I attended a big 10 University. I started with and finished with a degree in biology. In my junior year – I changed my major to education to teach high school biology. I do like teaching, so this was my back up plan in case I did not get into medical school. Also any elective courses now became my introductory courses in education. Once I got accepted into medical school, the following year, I switched back to a degree in biology because it was much shorter. This allowed me to graduate in four years.
In medical school, – also a big 10 school in the 1980s – virtually everyone had a science degree. There were a few students who had engineering or psychology or pharmacology degrees, but they were the exception. I believe the vast majority of students had also been excepted into other medical schools as well – as I had. But the lower cost of the state school even in that era made a lot of people choose the less expensive program.
One the best pieces of advice I received was from an allergist in Chicago while doing a rotation -“do what you love”. It was good advice then for choosing a specialty, but would apply just as well for undergrads.

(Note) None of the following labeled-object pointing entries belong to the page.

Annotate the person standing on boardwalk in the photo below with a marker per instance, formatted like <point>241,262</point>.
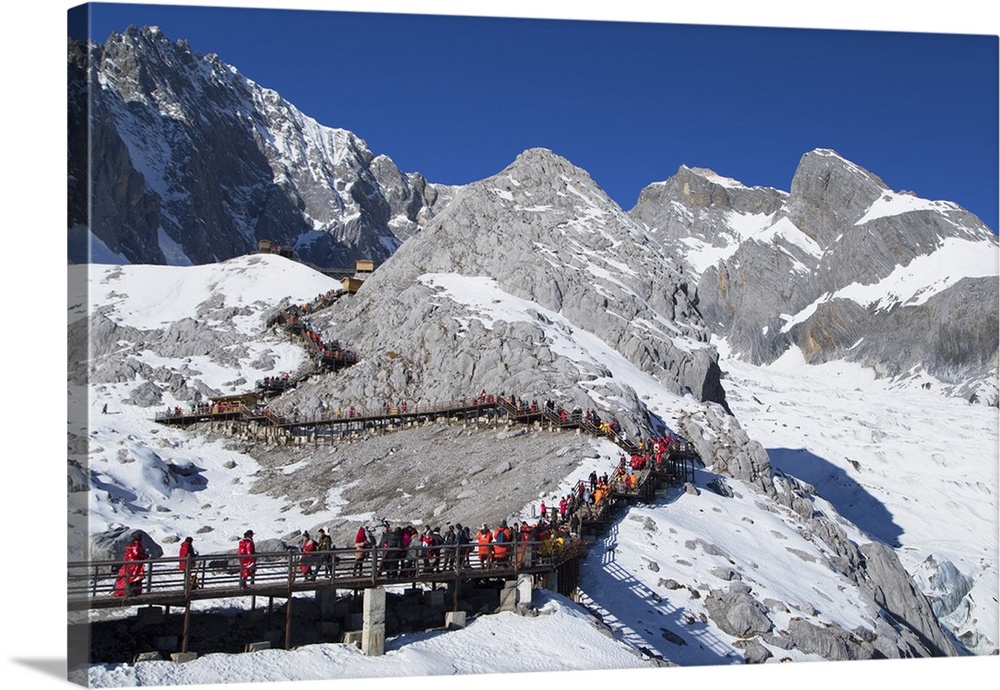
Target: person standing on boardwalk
<point>187,555</point>
<point>485,539</point>
<point>129,581</point>
<point>360,550</point>
<point>308,562</point>
<point>325,545</point>
<point>248,563</point>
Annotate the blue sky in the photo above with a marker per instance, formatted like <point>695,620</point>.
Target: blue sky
<point>457,98</point>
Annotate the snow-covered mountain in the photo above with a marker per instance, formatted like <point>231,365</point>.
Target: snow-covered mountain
<point>157,120</point>
<point>752,562</point>
<point>841,267</point>
<point>800,340</point>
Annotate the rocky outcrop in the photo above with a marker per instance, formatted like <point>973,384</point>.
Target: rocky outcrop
<point>737,612</point>
<point>541,237</point>
<point>896,593</point>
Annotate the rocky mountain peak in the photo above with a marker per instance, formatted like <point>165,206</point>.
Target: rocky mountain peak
<point>543,240</point>
<point>197,163</point>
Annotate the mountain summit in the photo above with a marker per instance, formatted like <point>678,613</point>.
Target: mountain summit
<point>842,267</point>
<point>194,163</point>
<point>542,237</point>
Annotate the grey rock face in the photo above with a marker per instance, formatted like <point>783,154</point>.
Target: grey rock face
<point>894,590</point>
<point>737,612</point>
<point>828,641</point>
<point>539,232</point>
<point>194,163</point>
<point>775,270</point>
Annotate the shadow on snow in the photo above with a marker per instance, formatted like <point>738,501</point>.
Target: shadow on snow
<point>851,499</point>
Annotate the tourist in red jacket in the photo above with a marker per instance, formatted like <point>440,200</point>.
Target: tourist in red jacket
<point>248,564</point>
<point>130,574</point>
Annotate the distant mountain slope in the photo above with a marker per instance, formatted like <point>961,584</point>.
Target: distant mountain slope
<point>542,233</point>
<point>842,267</point>
<point>193,162</point>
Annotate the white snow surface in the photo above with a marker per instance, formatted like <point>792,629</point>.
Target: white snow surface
<point>896,203</point>
<point>903,465</point>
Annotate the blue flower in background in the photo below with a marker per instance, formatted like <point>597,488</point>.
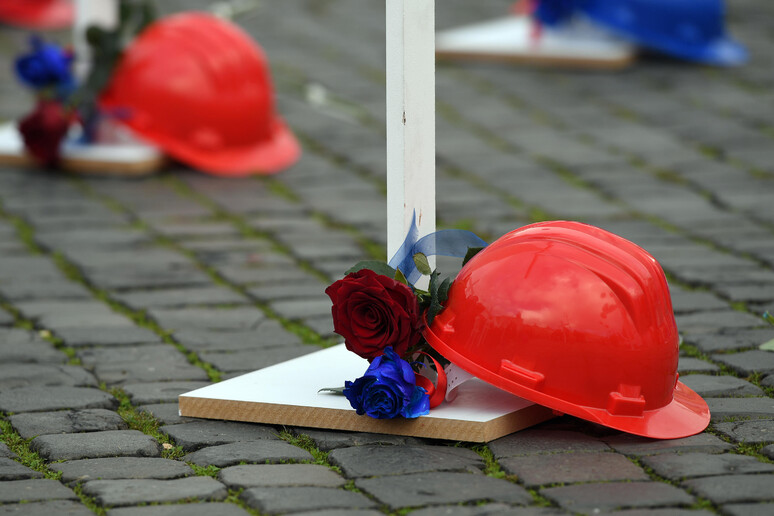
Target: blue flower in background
<point>47,66</point>
<point>388,389</point>
<point>554,12</point>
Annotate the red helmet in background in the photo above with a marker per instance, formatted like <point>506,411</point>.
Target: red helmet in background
<point>199,87</point>
<point>37,14</point>
<point>576,319</point>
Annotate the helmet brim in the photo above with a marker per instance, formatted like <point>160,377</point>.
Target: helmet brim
<point>687,414</point>
<point>274,154</point>
<point>57,14</point>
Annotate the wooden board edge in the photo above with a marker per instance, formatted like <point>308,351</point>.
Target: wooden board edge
<point>336,419</point>
<point>545,61</point>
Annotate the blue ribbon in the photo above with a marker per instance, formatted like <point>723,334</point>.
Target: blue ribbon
<point>447,242</point>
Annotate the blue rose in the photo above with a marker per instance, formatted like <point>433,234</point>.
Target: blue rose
<point>46,66</point>
<point>554,12</point>
<point>388,389</point>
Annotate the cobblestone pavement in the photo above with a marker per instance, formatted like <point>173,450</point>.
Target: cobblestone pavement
<point>117,295</point>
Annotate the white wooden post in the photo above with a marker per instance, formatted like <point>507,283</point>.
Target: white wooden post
<point>103,13</point>
<point>410,118</point>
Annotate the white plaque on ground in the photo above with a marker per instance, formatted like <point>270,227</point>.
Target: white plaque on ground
<point>287,394</point>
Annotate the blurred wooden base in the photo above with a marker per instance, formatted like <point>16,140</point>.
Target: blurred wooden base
<point>114,159</point>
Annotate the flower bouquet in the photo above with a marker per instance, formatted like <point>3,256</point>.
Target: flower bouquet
<point>382,314</point>
<point>66,129</point>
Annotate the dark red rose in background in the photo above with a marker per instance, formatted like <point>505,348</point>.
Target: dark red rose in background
<point>43,130</point>
<point>372,311</point>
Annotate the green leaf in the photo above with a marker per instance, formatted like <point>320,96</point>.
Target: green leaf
<point>373,265</point>
<point>423,266</point>
<point>472,251</point>
<point>768,346</point>
<point>332,390</point>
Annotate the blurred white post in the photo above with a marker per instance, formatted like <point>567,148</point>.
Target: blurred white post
<point>103,13</point>
<point>410,118</point>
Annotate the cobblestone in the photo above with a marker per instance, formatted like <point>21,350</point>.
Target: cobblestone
<point>109,443</point>
<point>31,424</point>
<point>192,436</point>
<point>375,460</point>
<point>673,156</point>
<point>258,452</point>
<point>112,468</point>
<point>590,498</point>
<point>118,493</point>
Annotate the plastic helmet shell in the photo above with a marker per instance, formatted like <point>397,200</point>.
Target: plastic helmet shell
<point>199,87</point>
<point>688,29</point>
<point>37,14</point>
<point>574,318</point>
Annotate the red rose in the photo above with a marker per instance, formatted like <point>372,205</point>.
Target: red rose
<point>372,311</point>
<point>44,129</point>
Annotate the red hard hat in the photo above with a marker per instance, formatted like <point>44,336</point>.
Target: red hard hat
<point>576,319</point>
<point>199,88</point>
<point>37,14</point>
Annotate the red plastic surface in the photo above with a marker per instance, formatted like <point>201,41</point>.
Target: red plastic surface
<point>576,319</point>
<point>200,88</point>
<point>37,14</point>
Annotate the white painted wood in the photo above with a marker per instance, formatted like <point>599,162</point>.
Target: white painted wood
<point>103,13</point>
<point>410,118</point>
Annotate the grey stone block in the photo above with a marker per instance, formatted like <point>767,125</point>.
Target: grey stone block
<point>31,424</point>
<point>534,441</point>
<point>119,493</point>
<point>59,507</point>
<point>241,318</point>
<point>13,376</point>
<point>166,413</point>
<point>268,334</point>
<point>722,408</point>
<point>187,509</point>
<point>369,461</point>
<point>5,451</point>
<point>23,346</point>
<point>750,432</point>
<point>274,500</point>
<point>567,468</point>
<point>327,440</point>
<point>593,498</point>
<point>251,360</point>
<point>39,399</point>
<point>709,386</point>
<point>263,451</point>
<point>441,488</point>
<point>748,362</point>
<point>111,443</point>
<point>12,470</point>
<point>112,468</point>
<point>695,365</point>
<point>691,465</point>
<point>179,297</point>
<point>192,436</point>
<point>34,490</point>
<point>107,336</point>
<point>118,373</point>
<point>159,392</point>
<point>279,475</point>
<point>749,509</point>
<point>489,509</point>
<point>734,488</point>
<point>633,445</point>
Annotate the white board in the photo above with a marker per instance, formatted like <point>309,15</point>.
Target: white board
<point>512,38</point>
<point>287,394</point>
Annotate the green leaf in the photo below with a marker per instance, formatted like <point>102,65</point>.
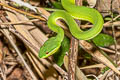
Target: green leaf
<point>59,56</point>
<point>103,40</point>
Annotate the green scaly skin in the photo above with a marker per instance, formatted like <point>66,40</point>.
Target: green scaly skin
<point>72,11</point>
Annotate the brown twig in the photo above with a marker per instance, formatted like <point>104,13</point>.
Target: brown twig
<point>34,16</point>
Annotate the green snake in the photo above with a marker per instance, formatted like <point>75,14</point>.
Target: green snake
<point>72,11</point>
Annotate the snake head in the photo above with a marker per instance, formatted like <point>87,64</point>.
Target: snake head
<point>50,47</point>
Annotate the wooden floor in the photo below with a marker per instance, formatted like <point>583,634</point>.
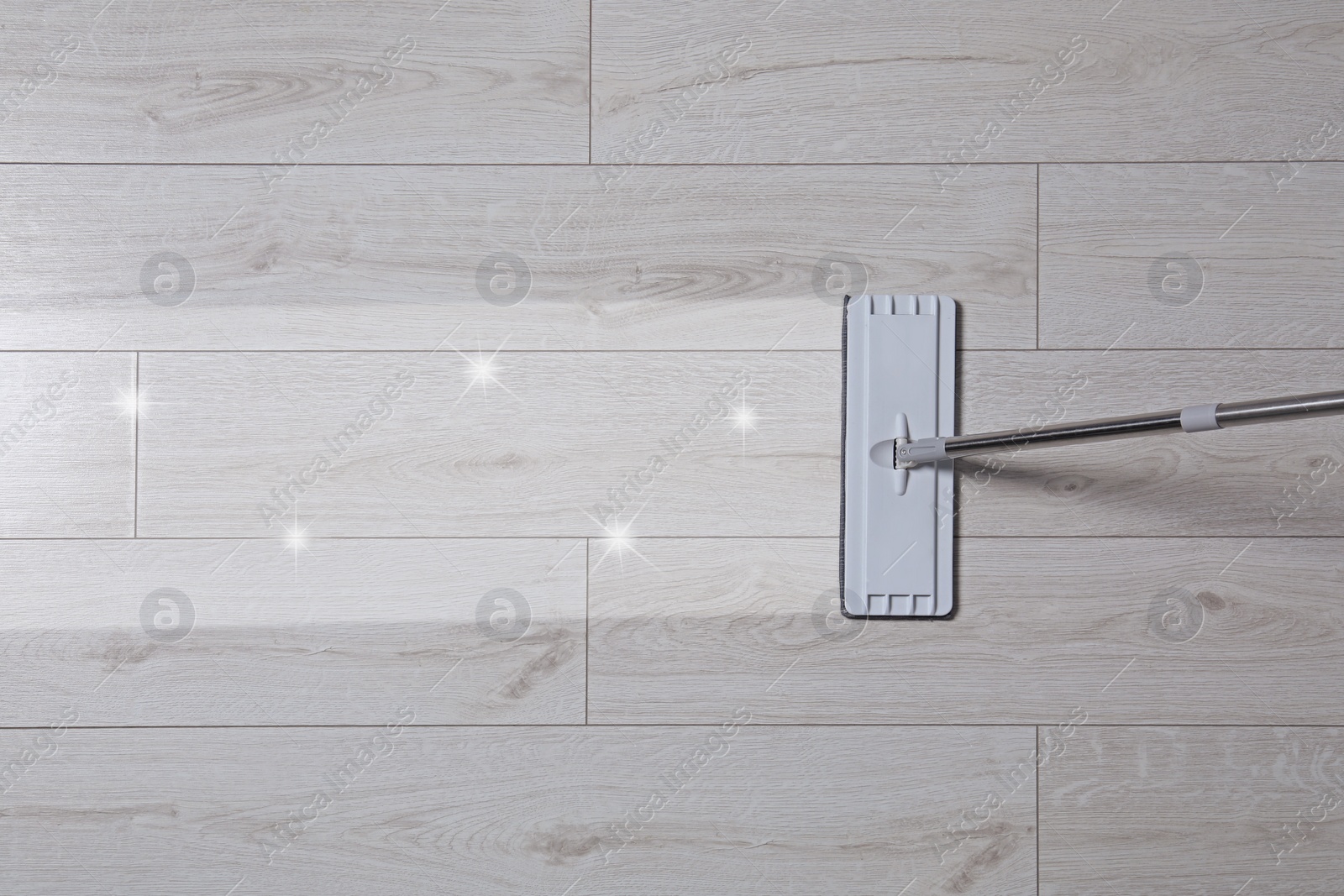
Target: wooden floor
<point>338,343</point>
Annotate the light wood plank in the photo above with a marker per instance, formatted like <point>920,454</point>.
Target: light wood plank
<point>67,445</point>
<point>275,631</point>
<point>1121,631</point>
<point>517,810</point>
<point>1273,479</point>
<point>806,82</point>
<point>479,445</point>
<point>1191,255</point>
<point>400,258</point>
<point>539,449</point>
<point>1194,810</point>
<point>259,82</point>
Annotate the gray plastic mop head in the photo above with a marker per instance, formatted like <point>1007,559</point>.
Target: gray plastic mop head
<point>900,385</point>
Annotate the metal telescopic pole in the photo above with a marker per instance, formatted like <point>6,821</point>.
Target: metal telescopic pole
<point>1191,419</point>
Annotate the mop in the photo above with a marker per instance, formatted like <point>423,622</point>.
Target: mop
<point>897,466</point>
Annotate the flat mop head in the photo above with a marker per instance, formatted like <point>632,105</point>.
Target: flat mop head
<point>900,383</point>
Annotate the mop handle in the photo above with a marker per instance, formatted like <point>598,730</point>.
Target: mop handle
<point>1191,419</point>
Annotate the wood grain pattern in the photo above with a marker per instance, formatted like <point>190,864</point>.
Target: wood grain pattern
<point>400,257</point>
<point>549,443</point>
<point>67,445</point>
<point>268,631</point>
<point>1276,479</point>
<point>1122,809</point>
<point>514,810</point>
<point>1121,631</point>
<point>1191,255</point>
<point>806,82</point>
<point>417,81</point>
<point>539,449</point>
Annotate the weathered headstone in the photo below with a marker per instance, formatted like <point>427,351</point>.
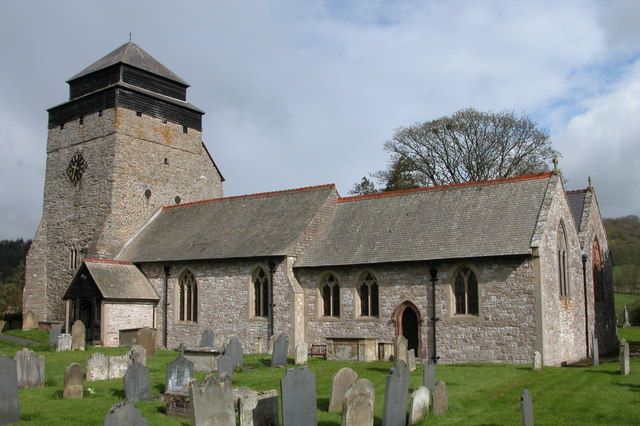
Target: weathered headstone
<point>179,374</point>
<point>64,343</point>
<point>212,402</point>
<point>440,399</point>
<point>136,383</point>
<point>280,351</point>
<point>73,382</point>
<point>206,340</point>
<point>9,402</point>
<point>146,337</point>
<point>78,335</point>
<point>30,368</point>
<point>395,395</point>
<point>420,399</point>
<point>358,404</point>
<point>342,381</point>
<point>625,366</point>
<point>526,408</point>
<point>123,414</point>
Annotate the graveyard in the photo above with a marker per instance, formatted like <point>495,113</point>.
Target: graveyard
<point>477,393</point>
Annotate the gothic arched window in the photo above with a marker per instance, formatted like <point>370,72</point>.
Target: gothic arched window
<point>465,289</point>
<point>188,290</point>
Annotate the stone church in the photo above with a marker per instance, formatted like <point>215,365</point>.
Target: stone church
<point>135,232</point>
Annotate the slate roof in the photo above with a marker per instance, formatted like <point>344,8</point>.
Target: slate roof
<point>257,225</point>
<point>131,54</point>
<point>490,218</point>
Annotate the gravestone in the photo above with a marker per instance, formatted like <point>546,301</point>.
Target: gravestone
<point>358,404</point>
<point>9,402</point>
<point>206,341</point>
<point>78,336</point>
<point>212,402</point>
<point>298,397</point>
<point>625,366</point>
<point>342,381</point>
<point>123,414</point>
<point>526,408</point>
<point>395,395</point>
<point>440,399</point>
<point>146,337</point>
<point>420,399</point>
<point>136,383</point>
<point>179,374</point>
<point>30,369</point>
<point>73,382</point>
<point>97,367</point>
<point>64,343</point>
<point>280,351</point>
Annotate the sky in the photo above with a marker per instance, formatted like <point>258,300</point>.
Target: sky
<point>301,93</point>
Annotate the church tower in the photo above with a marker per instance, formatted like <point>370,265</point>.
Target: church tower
<point>126,143</point>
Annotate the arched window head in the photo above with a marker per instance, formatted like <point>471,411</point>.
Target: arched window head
<point>330,291</point>
<point>261,293</point>
<point>368,292</point>
<point>188,290</point>
<point>465,289</point>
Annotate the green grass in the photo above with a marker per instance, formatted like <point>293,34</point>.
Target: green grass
<point>478,393</point>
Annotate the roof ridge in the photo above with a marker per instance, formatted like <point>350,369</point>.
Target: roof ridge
<point>254,195</point>
<point>400,192</point>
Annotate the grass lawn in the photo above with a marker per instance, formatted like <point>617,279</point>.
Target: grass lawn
<point>487,394</point>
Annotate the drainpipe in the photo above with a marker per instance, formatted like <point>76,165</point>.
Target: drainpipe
<point>433,271</point>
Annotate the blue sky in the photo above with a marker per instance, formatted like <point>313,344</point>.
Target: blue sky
<point>303,93</point>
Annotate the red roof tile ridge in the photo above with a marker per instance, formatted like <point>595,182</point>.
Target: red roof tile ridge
<point>255,195</point>
<point>488,182</point>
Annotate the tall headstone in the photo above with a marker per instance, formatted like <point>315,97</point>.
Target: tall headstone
<point>212,402</point>
<point>206,340</point>
<point>30,368</point>
<point>179,374</point>
<point>280,351</point>
<point>358,404</point>
<point>123,414</point>
<point>526,408</point>
<point>97,367</point>
<point>136,383</point>
<point>78,336</point>
<point>9,402</point>
<point>73,382</point>
<point>298,397</point>
<point>342,381</point>
<point>420,399</point>
<point>440,399</point>
<point>395,395</point>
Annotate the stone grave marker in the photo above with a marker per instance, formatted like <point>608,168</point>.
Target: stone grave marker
<point>420,399</point>
<point>78,336</point>
<point>97,367</point>
<point>123,414</point>
<point>64,343</point>
<point>298,397</point>
<point>136,383</point>
<point>9,402</point>
<point>212,402</point>
<point>440,399</point>
<point>206,340</point>
<point>280,351</point>
<point>395,395</point>
<point>526,408</point>
<point>358,404</point>
<point>342,381</point>
<point>30,368</point>
<point>625,366</point>
<point>179,374</point>
<point>73,376</point>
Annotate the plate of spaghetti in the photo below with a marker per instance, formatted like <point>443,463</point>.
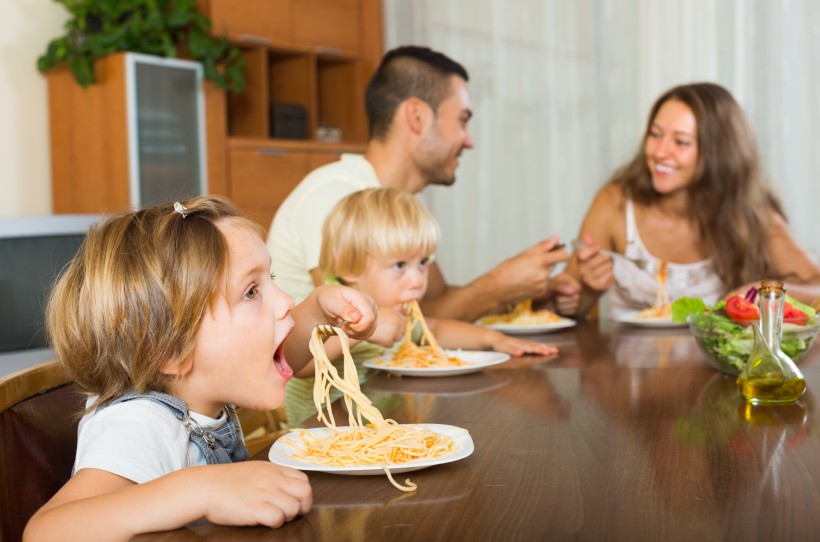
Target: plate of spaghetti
<point>462,362</point>
<point>369,444</point>
<point>637,319</point>
<point>659,314</point>
<point>427,358</point>
<point>521,319</point>
<point>289,450</point>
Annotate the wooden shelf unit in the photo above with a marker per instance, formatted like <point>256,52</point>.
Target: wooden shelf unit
<point>318,54</point>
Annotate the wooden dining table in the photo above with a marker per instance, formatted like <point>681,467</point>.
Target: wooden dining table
<point>628,434</point>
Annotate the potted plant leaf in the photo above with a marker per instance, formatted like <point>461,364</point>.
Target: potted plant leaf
<point>167,28</point>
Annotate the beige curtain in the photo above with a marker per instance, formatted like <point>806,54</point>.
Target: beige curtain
<point>561,88</point>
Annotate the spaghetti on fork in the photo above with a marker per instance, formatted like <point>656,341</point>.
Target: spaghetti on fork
<point>427,353</point>
<point>662,307</point>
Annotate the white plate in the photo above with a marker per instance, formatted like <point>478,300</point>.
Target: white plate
<point>281,453</point>
<point>513,329</point>
<point>474,361</point>
<point>632,318</point>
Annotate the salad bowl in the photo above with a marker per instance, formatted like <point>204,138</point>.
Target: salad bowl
<point>727,344</point>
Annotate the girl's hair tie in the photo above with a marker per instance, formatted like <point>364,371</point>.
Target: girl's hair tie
<point>181,209</point>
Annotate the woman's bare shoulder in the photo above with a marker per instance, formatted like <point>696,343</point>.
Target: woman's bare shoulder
<point>610,200</point>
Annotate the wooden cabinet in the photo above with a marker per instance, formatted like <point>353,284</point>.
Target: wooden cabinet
<point>311,56</point>
<point>134,138</point>
<point>316,55</point>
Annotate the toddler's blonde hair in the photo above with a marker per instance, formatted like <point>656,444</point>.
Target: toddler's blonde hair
<point>381,223</point>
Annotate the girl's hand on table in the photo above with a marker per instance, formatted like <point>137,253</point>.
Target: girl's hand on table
<point>256,493</point>
<point>565,294</point>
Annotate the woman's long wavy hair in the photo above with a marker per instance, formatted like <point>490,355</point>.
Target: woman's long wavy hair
<point>729,198</point>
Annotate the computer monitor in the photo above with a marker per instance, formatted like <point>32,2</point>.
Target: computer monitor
<point>33,251</point>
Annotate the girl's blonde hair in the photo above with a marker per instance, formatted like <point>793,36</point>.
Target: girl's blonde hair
<point>379,223</point>
<point>134,296</point>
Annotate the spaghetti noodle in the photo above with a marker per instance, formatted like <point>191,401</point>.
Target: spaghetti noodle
<point>380,442</point>
<point>662,307</point>
<point>521,315</point>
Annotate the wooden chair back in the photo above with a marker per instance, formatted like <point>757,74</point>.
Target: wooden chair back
<point>39,413</point>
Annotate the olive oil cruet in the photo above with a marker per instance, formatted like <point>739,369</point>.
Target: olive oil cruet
<point>770,376</point>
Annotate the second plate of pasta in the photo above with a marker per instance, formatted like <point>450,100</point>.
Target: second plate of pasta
<point>282,452</point>
<point>526,329</point>
<point>472,361</point>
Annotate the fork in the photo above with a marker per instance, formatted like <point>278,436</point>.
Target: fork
<point>328,330</point>
<point>647,265</point>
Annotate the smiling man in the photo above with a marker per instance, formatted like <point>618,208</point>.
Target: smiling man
<point>418,109</point>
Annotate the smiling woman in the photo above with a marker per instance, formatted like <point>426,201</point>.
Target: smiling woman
<point>694,196</point>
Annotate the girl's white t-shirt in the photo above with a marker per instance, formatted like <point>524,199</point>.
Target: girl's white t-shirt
<point>138,439</point>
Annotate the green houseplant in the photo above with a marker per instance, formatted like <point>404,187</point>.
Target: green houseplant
<point>167,28</point>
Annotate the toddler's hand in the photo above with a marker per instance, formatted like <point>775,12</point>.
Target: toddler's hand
<point>255,493</point>
<point>350,308</point>
<point>390,324</point>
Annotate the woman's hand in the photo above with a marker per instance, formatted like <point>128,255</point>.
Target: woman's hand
<point>594,267</point>
<point>526,275</point>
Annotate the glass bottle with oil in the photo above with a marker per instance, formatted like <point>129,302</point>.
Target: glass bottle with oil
<point>770,376</point>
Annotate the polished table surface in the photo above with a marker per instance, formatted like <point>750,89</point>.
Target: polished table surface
<point>629,434</point>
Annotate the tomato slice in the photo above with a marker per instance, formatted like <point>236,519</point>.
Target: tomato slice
<point>741,310</point>
<point>793,315</point>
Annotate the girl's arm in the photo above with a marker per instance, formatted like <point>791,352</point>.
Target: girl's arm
<point>99,505</point>
<point>455,334</point>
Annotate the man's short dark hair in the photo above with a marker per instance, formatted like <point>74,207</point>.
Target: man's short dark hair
<point>407,72</point>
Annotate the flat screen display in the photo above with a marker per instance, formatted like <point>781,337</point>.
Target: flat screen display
<point>33,251</point>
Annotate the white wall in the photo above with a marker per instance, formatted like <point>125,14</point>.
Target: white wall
<point>561,89</point>
<point>26,26</point>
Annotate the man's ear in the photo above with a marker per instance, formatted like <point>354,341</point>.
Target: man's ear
<point>416,114</point>
<point>177,367</point>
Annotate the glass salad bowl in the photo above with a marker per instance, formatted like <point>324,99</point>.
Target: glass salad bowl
<point>727,345</point>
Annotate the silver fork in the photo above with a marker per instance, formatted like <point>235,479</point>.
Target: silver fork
<point>328,330</point>
<point>647,265</point>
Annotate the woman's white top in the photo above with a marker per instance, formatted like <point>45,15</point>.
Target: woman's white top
<point>635,289</point>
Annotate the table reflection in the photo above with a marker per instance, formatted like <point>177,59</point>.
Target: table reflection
<point>629,434</point>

The problem with “do what you love” advice are humanity majors who rack up $150K in student loans.
It is a gamble. I knew several humanities majors with whom I spent a lot of time in college. One went straight to law school. The others built careers in writing, art and the entertainment industry. They are all doing very well.
All have said that their undergraduate studies helped in subsequent success. They write better than most people in their fields and they are in jobs where that matters. They are better than most in analyzing new questions when there is not an established way of approaching them.
They are all great at generating text that tells a compelling story. None of them spent time working as baristas.
So it can work out.
But if you do not see a path to how your English or art history degree is going to lead to a career, maybe you are better off working for a while while you figure out what you are going to do with your life.